Conversely the principal admonished staff for every perceived slight to Muslim sensibilities. Miriam says that the principal insisted staff not look students in the eye, that they not gesture with their forefinger to indicate students should approach, and refused to act against Muslim students who were physically aggressive to male teachers (the principal was a woman).
During the invasion of Iraq, moments of silence were held in the classroom. Students could be excused from class during the playing of the national anthem. Cultural presentations and shows involved only Muslim culture, with no Canadian content. Students were not allowed to speak English, but they were allowed to speak their native languages.
In the spring of 2004, a 17-year old Djibouti male student issued a tirade at her in the classroom. In Miriam’s recollection it went: “I don’t have to listen to you – you are not a person, you are nothing, you are a Jew, you do not exist as a person.” Ordering him to the office and following him down the hall, she was treated to further abuse: “Don’t speak to me, don’t look at me, you are not human, you are a Jew,” repeated over and over. Although the student was suspended for ten days, there was no follow-up. He was not made to apologize, and there were no sensitivity sessions laid on for all the students. In a similar incident with another student who was also briefly suspended, the parents were puzzled as to what the problem was, since, they patiently explained, the teacher was Jewish.

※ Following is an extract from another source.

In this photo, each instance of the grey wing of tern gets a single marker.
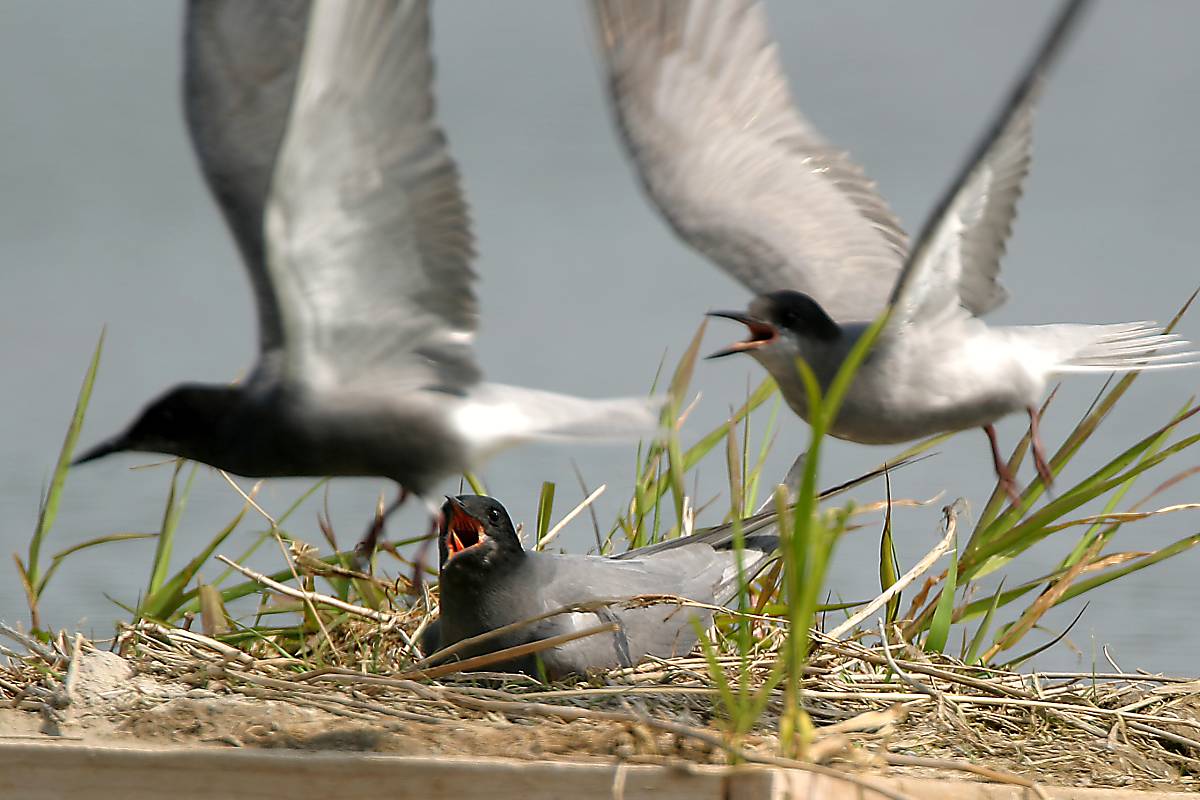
(369, 239)
(240, 65)
(705, 110)
(954, 263)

When the principal told Miriam that both students would return to her class, she said she could not work under those conditions. The School Board’s decision was to put her on paid leave until the end of the school year – another two months – with the provision that she retire. As a result, Miriam had to buy back three years of pension at a personal cost of $90,000 in order to take early retirement. A litigator told Miriam that she has an excellent case for a lawsuit. But, fearing physical retribution, she decided the emotional sturm und drang would not be worth it.

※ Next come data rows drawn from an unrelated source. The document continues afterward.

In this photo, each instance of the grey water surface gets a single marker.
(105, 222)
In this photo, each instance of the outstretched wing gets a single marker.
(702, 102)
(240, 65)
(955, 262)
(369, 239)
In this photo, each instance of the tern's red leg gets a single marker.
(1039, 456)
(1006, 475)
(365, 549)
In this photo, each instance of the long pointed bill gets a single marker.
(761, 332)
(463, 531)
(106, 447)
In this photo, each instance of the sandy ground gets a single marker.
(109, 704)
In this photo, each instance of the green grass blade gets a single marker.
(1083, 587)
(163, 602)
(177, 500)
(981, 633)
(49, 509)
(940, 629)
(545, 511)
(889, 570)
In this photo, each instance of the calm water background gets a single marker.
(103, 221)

Perhaps you think this is all a he said-she said kind of story, and that you have only heard one side of it. Consider this then: The year Miriam left this school in the spring of 2004, a full sixty out of seventy-five teachers had asked for a transfer. Because of the uncomfortable atmosphere, francophone Canadian students were no longer enrolling. According to Miriam, “They had been complaining for years and parents got wise.” Maybe it’s time our school boards and our politicians got wise as well.